Many of us have had the experience when we prepare a file – say, an important presentation – on one computer, where it looks and performs beautifully, and then load it up on a different computer only to have it glitch, look strange, or not function at all.
Now imagine that on the scale of a major big data project for a large corporation.
The problem is real; a slightly different version of the application or operating system between development and run can cause big problems, requiring expensive delays and fixes.
And this is where data containers come in.
What Are Data Containers?
A container is an application, including all its dependencies, libraries and other binaries, and the configuration files needed to run it, bundled into a single package that can be moved, in total, from one computing environment to another.
A container might be used when moving from a developer’s laptop to a testing environment, from that testing environment to live production, or even from a physical machine to a virtual machine in the cloud. It can be used to get around differences in operating systems, software versions, infrastructure, security protocols, and storage.
In fact their flexible and portable nature often makes them very well suited for cloud based applications – certainly something which has contributed to their rise in popularity among IT systems architects. Many think that as computing and storage increasingly moves into the cloud, containerisation will become an increasingly important tool.
Data containers are a separate technology from virtualisation, though they are based on some of the same theories. With virtualisation, an entire machine is replicated up to and including the operating system, and can be several gigabytes in size. By contrast, a data container shares an operating system with any other container on the same machine, making the file size only tens of megabytes, and therefore much lighter and more resource friendly.
There is no need for data containers to be provided with virtual memory and system resources in the same way as virtual machines, meaning they consume less processing power when running. They also boot and load faster. While a typical server at a web scale enterprise might be expected to support 10 or 15 virtual machine environments, the same server might run hundreds of containerised applications. Crucially, they are also are far easier to transfer from one environment to another.
Another important distinction is that virtual machines must be provided with dedicated memory and storage resources, while data containers can share. These containers can run on a single operating system, but when users access a container, the container looks and behaves as if it owns the entire operating system. But because containers must be able to interact with the outside world, they can network and share data between containers.
Why should you use data containers?
A data container can be created that allows multiple application containers to access the same data. These application containers can be created, moved, or destroyed without affecting the original data. This gives data held in containers a “stateless” nature, where the data will be identical no matter how many times it is iterated across different operating systems and applications. This is an important development for organisations wanting to run multiple tests or analyses with persistent data. It also eliminates those problems that arise when an entire application is set up in one environment and moved to another.
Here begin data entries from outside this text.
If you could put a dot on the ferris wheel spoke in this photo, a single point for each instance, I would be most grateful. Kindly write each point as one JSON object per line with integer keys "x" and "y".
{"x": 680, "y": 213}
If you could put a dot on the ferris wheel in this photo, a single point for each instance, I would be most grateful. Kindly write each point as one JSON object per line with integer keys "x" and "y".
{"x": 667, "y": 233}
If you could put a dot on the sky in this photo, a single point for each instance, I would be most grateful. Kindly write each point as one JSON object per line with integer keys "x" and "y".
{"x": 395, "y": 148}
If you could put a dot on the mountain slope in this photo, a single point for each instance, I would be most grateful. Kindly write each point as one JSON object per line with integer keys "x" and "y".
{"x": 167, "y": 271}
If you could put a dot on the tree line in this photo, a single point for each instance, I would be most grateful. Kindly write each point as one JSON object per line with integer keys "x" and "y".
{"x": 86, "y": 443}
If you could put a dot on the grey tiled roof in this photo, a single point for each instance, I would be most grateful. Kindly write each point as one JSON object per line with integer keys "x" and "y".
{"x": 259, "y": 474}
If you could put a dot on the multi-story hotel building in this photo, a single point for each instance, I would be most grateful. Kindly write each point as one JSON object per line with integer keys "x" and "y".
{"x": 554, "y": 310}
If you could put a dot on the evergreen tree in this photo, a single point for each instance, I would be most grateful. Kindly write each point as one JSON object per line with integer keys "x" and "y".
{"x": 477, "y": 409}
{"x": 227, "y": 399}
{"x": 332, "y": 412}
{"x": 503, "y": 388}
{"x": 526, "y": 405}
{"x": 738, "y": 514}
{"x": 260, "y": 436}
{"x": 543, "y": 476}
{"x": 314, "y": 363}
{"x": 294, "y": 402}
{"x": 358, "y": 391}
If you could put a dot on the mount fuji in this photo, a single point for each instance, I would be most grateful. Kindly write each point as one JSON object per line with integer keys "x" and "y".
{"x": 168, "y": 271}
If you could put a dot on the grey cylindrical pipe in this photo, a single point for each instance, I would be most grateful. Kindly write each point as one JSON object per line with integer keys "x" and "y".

It’s also this facet of their nature that make them particularly suited for deploying microservices, where large scale applications are built from a number of components, each one being a separate and distinct application in itself. This system of software engineering allows applications to be scaled quickly, by updating existing components or adding new ones while ensuring that the overall integrity of the parent application remains stable.
A notable example of the large scale adoption of containers in a cloud service is provided by Spotify. It recognised the advantages of this technology in late 2013 when it deployed the open source container management platform Docker in order to reduce coding workload and CPU overheads. Google is another large scale user of containers, reportedly launching around two billion every week.
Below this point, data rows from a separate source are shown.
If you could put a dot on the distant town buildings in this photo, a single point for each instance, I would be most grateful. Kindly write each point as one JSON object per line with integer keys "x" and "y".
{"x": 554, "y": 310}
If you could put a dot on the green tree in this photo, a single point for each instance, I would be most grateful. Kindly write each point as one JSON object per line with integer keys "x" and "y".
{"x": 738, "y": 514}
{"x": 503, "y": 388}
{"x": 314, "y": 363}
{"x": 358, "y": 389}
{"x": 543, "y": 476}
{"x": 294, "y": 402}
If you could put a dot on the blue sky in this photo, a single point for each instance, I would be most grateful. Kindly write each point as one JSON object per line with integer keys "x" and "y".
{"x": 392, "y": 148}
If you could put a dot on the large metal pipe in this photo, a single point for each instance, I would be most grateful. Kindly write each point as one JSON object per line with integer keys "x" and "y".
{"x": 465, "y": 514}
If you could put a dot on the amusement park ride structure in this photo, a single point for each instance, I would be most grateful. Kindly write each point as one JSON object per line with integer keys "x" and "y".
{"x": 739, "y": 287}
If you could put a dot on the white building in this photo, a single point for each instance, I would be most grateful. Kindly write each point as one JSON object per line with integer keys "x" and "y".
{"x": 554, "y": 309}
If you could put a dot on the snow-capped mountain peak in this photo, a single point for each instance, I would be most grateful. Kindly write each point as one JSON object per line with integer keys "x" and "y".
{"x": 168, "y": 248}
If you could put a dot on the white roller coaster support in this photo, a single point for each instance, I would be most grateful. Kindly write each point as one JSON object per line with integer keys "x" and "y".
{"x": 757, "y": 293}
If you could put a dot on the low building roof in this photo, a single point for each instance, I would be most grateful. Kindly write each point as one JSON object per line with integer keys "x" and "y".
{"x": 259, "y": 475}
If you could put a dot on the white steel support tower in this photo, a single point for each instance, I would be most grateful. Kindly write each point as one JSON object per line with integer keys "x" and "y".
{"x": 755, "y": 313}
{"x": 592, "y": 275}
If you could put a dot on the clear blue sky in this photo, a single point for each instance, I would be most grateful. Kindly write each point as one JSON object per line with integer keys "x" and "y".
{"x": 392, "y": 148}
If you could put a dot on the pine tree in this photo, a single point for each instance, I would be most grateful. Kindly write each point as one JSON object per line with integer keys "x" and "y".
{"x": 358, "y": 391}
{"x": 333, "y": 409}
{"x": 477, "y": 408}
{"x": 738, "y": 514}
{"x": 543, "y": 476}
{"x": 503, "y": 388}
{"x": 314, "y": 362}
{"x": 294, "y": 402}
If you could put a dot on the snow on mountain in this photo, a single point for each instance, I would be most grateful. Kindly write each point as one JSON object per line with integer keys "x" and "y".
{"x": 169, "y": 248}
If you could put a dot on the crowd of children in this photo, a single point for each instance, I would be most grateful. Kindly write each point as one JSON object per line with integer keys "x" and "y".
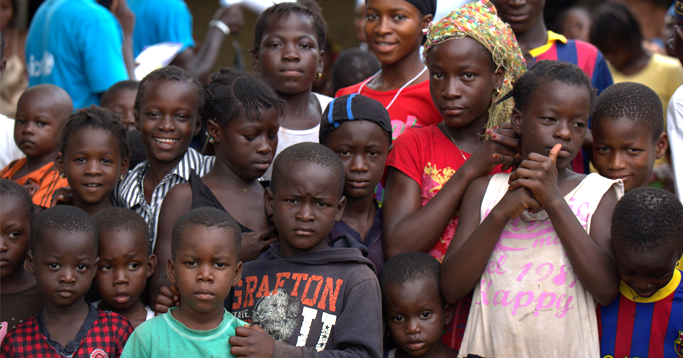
{"x": 441, "y": 205}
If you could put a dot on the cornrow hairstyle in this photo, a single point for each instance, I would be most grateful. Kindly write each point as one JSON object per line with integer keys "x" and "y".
{"x": 209, "y": 218}
{"x": 548, "y": 71}
{"x": 95, "y": 118}
{"x": 282, "y": 10}
{"x": 10, "y": 189}
{"x": 311, "y": 154}
{"x": 115, "y": 88}
{"x": 647, "y": 219}
{"x": 232, "y": 91}
{"x": 614, "y": 28}
{"x": 168, "y": 73}
{"x": 124, "y": 220}
{"x": 631, "y": 101}
{"x": 61, "y": 217}
{"x": 408, "y": 267}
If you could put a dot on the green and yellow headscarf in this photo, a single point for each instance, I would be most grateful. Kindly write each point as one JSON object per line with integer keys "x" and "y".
{"x": 479, "y": 20}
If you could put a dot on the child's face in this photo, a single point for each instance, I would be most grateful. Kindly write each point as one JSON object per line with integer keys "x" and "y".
{"x": 37, "y": 126}
{"x": 363, "y": 147}
{"x": 393, "y": 29}
{"x": 15, "y": 227}
{"x": 462, "y": 81}
{"x": 521, "y": 15}
{"x": 123, "y": 103}
{"x": 647, "y": 271}
{"x": 124, "y": 267}
{"x": 415, "y": 315}
{"x": 624, "y": 149}
{"x": 305, "y": 206}
{"x": 64, "y": 266}
{"x": 92, "y": 164}
{"x": 246, "y": 146}
{"x": 205, "y": 270}
{"x": 289, "y": 56}
{"x": 168, "y": 119}
{"x": 556, "y": 113}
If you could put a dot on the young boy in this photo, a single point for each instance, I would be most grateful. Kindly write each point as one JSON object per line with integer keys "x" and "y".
{"x": 41, "y": 114}
{"x": 204, "y": 270}
{"x": 20, "y": 297}
{"x": 120, "y": 98}
{"x": 358, "y": 130}
{"x": 628, "y": 133}
{"x": 63, "y": 258}
{"x": 308, "y": 297}
{"x": 646, "y": 320}
{"x": 415, "y": 312}
{"x": 126, "y": 262}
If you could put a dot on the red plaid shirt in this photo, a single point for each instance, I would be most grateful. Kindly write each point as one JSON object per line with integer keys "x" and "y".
{"x": 102, "y": 335}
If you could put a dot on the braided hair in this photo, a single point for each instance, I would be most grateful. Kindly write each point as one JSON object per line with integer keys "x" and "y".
{"x": 548, "y": 71}
{"x": 232, "y": 91}
{"x": 95, "y": 118}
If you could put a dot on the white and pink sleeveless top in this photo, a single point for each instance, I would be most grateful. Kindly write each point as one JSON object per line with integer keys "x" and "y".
{"x": 529, "y": 302}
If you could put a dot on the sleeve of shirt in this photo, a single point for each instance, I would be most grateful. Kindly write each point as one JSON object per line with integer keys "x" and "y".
{"x": 102, "y": 49}
{"x": 602, "y": 78}
{"x": 674, "y": 119}
{"x": 407, "y": 156}
{"x": 175, "y": 24}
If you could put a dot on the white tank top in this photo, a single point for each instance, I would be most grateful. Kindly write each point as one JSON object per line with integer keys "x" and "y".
{"x": 529, "y": 302}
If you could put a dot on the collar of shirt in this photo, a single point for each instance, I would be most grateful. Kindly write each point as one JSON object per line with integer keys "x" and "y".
{"x": 552, "y": 37}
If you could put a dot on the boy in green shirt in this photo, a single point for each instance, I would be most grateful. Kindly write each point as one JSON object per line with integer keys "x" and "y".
{"x": 204, "y": 266}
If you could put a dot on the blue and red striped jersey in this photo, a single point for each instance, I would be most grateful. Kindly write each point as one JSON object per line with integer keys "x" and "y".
{"x": 634, "y": 326}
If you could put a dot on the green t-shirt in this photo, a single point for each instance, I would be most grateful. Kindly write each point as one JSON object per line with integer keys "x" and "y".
{"x": 165, "y": 336}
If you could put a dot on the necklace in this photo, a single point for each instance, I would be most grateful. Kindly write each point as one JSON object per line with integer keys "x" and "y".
{"x": 399, "y": 91}
{"x": 445, "y": 129}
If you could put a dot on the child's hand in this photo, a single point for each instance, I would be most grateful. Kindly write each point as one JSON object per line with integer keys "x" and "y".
{"x": 539, "y": 174}
{"x": 501, "y": 149}
{"x": 251, "y": 341}
{"x": 254, "y": 243}
{"x": 168, "y": 297}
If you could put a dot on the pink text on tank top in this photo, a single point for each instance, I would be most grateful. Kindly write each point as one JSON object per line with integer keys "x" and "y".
{"x": 538, "y": 234}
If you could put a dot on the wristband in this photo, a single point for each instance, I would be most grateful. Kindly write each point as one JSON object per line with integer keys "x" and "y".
{"x": 220, "y": 25}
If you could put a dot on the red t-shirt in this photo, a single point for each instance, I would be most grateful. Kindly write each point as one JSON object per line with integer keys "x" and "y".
{"x": 427, "y": 156}
{"x": 412, "y": 108}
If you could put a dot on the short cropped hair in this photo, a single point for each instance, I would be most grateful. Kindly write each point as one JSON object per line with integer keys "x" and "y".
{"x": 410, "y": 267}
{"x": 647, "y": 219}
{"x": 61, "y": 217}
{"x": 307, "y": 153}
{"x": 209, "y": 218}
{"x": 124, "y": 220}
{"x": 634, "y": 102}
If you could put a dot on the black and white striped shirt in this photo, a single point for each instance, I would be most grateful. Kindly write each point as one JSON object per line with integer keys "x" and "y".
{"x": 129, "y": 190}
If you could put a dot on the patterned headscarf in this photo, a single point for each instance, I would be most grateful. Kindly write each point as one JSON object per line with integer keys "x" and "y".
{"x": 479, "y": 20}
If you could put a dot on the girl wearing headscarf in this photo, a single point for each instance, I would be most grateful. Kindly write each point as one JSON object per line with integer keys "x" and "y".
{"x": 394, "y": 30}
{"x": 473, "y": 60}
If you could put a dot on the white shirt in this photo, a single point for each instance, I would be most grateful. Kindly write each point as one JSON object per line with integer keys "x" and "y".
{"x": 674, "y": 123}
{"x": 9, "y": 151}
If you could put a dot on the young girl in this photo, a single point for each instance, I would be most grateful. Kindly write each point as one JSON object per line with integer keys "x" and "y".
{"x": 542, "y": 255}
{"x": 288, "y": 53}
{"x": 242, "y": 116}
{"x": 93, "y": 157}
{"x": 395, "y": 31}
{"x": 167, "y": 115}
{"x": 473, "y": 60}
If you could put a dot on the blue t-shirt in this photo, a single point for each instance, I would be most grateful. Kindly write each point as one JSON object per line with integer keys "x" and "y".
{"x": 159, "y": 21}
{"x": 76, "y": 45}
Another advantage of a containerised approach to data is the potential it offers for more comprehensive governance. Laws pertaining to data rights and privacy are in a state of flux and subject to change. Containerised data can be packaged with information regarding who does or does not have the right to access the data, and what purposes it can be used for.
Why might you choose not to use data containers?
Of course, because they share an operating system, data containers are somewhat less secure than virtual machines, and so are unlikely to totally replace virtualisation any time soon. This means that for certain data, containers may not be suitable. great care would have to be taken with storing personal medical or financial information.
An inherent flaw in the concept of containers is that data could possible be leaked through security flaws in the operating system. There is also the possibility that a malicious or inefficiently coded application sharing the same OS could give rise to a security threat.
Due to these inherent disadvantages, many see virtualisation and containerisation as complementary, not competing, technologies. Neither are they mutually exclusive as virtual machines are as capable as any of running containerised applications. The tools required for containerisation are not yet as advanced as those for running VM, but they are certainly gaining ground, meaning it is quickly becoming an efficient and reliable option for forward-thinking application architects.